The tax residency move to Ireland was influenced by the firm’s operations. “We already had a base in Ireland of about 40 people, it is easy to travel to and there was a whole range of factors which meant Ireland was the optimum location for us as we grow into a more global organisation – it is not about avoiding paying tax where it is due but it is just good housekeeping,” she says.

A common system

EU taxation law threatens to supercede UK tax law. The EU has proposed a Europe-wide common system of corporate taxation which the UK, Ireland and Estonia have opted out of. Proposals have been drafted but it is still under consultation and has been put on hold by the French presidency. If the proposals make it through to legislation, the consequences for smaller, low-tax destinations such as Luxembourg are huge. Implementation of the proposals will be optional, which many experts say is an unworkable situation.

One of the world’s biggest multinationals, GE, has chosen its headquarters carefully with international headquarters in Brussels, its healthcare business and consumer finance global headquarters in the UK, and GE Oil & Gas headquarters in Florence, Italy. The company’s headquarter locations reflect a shift of gravity outside the US into bigger growth markets. “We are moving headquarters slowly – probably more slowly than I would like – but deliberately outside the US,” says GE chief executive, Ferdinando Beccalli-Falco. The move means that two of GE’s six major industry groups will be headquartered outside the US.

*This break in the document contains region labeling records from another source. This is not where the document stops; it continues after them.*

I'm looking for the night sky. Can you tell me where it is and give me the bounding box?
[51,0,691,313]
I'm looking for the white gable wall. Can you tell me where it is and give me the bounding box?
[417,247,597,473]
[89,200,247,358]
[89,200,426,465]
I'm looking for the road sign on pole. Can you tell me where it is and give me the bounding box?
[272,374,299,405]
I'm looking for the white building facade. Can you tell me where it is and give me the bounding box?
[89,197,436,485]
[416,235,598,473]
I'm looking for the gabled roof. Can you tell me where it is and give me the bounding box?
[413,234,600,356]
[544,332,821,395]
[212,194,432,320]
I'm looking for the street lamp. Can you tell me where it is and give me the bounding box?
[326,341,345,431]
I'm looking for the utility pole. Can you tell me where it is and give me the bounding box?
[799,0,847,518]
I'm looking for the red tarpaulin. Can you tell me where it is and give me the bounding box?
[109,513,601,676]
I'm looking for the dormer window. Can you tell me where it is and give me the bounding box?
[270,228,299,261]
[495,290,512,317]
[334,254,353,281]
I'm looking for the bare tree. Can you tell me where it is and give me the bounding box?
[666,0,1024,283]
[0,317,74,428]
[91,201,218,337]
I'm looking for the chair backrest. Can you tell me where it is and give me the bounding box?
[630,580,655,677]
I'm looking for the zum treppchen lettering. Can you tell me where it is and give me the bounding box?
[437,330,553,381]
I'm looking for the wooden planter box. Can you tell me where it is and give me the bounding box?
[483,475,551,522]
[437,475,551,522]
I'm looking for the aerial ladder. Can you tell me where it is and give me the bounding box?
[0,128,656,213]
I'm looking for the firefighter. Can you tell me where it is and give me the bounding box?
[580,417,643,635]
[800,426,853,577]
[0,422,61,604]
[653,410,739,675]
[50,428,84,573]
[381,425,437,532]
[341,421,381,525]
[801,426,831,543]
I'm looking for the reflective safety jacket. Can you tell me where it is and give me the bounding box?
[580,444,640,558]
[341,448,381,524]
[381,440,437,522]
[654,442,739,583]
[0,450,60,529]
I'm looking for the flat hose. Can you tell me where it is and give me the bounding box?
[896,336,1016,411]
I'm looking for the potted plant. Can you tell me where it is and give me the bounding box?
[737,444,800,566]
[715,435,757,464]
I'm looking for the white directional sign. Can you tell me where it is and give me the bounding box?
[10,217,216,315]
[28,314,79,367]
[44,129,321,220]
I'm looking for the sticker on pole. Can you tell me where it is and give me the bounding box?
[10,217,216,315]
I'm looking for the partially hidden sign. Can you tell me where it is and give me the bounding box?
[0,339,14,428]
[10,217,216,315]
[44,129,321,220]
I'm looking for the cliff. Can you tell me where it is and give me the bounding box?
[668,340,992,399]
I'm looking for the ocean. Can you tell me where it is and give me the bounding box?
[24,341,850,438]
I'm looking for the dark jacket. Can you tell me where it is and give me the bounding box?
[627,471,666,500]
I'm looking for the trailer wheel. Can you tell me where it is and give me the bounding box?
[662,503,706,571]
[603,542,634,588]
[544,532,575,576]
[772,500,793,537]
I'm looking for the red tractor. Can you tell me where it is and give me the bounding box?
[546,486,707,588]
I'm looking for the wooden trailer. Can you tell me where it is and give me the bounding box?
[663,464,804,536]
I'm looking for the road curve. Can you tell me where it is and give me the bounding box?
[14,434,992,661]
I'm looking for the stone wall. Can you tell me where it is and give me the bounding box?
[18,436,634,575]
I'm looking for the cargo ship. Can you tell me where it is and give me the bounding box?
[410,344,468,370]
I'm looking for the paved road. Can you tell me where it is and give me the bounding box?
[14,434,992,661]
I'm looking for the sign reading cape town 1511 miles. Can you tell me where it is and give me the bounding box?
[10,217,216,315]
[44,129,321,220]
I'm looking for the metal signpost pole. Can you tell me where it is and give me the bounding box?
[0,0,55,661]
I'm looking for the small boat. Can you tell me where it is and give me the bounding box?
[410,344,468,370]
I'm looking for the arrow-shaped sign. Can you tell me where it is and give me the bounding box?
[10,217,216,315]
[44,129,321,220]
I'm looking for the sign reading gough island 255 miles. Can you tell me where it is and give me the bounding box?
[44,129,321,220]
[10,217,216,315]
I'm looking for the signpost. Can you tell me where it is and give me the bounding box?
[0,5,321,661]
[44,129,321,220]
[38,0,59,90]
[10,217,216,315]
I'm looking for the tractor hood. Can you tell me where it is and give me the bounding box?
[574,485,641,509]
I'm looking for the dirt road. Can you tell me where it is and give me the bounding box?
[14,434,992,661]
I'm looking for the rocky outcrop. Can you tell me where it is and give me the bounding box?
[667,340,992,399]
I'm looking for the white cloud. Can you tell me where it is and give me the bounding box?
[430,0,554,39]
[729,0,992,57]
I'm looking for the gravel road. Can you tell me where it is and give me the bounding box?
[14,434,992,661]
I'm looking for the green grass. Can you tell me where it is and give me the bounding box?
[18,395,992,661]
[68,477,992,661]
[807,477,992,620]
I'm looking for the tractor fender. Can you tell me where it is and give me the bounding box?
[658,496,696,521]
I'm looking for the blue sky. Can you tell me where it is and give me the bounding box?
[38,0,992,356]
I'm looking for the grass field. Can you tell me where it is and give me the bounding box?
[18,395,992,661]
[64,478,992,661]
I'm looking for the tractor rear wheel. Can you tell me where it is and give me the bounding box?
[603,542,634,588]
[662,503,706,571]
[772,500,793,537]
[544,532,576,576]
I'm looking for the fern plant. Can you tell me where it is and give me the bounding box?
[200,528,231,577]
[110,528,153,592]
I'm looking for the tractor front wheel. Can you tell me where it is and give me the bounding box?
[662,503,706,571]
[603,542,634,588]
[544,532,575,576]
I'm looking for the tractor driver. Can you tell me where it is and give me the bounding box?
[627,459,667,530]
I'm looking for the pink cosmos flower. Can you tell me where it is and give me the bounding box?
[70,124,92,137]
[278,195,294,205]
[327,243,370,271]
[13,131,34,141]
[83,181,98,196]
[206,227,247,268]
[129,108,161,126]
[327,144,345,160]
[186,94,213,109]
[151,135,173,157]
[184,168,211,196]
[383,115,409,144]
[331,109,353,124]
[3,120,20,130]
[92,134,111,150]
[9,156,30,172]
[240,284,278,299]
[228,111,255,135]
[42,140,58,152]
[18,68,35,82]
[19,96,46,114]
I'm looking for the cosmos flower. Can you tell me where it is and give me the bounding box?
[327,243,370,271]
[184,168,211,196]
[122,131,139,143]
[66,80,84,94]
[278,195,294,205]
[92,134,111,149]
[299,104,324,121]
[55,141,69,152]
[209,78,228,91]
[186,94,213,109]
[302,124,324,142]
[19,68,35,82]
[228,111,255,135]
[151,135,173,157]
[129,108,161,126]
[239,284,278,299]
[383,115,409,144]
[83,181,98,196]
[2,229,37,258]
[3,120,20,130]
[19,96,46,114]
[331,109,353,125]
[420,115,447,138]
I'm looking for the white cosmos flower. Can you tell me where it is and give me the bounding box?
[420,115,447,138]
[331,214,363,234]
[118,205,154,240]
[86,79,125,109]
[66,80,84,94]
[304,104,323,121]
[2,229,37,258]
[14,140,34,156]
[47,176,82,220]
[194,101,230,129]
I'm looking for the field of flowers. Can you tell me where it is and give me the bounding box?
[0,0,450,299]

While tax regime can be an important government mechanism for attracting foreign investment, it is by no means the only factor multinationals look at when choosing an investment destination. There are many valid reasons to invest in a country, says Mr Beccalli-Falco. “Before making investment decisions, we look at opportunities for growth, a skilled and well-educated labour force and the rule of law,” he says. “Tax regime is not necessarily a deciding factor; merely a part of the mix.”

IN FOCUS

TAX CLINIC

Tax is rarely the main determinant in foreign investment decisions but it is increasingly an important factor. PricewaterhouseCoopers’ tax partner Peter Maybrey provides a checklist of points to consider when making a new business investment:

  • The headline rate of corporation tax (or tax on profits), usually the published rate applicable to a business of that size or nature.
  • The range of activities on which tax is charged or in respect of which deductions are allowed, generally known as the tax base.
  • Tax reliefs and incentives to encourage economic behaviours, such as investment in equipment or R&D activities or good environmental behaviours.
  • The growing focus on the total tax contribution expected of a business taking into account other indirect business taxes it bears or which it collects on behalf of government, such as value-added tax or goods and services tax, excise duties, stamp duties, employment taxes, business rates and environmental taxes.
  • The level of withholding taxes applied by a local territory when payments are made back to headquarters or affiliates.
  • A network of double tax treaties may provide relief from withholding of tax in various circumstances and determine how taxation of the same amount in both territories may be avoided.
  • Whether a subsidiary, branch or other corporate entity is most effective, perhaps differing if focus is on manufacturing, R&D and intangibles or financial services.
  • Application of a residence or territorial basis, determining whether, for example, in respect of amounts received from foreign subsidiaries, dividends are exempt from tax or any credit for tax paid on the profits out of which they arise merely determines where tax is suffered rather than increasing the overall burden.
  • The complexity of tax compliance and administration involving the extent of legislation, filing requirements, advance rulings and the attitude and approach of the tax authorities.
  • Whether an investment location is inside or outside the EU has an increasing influence on tax.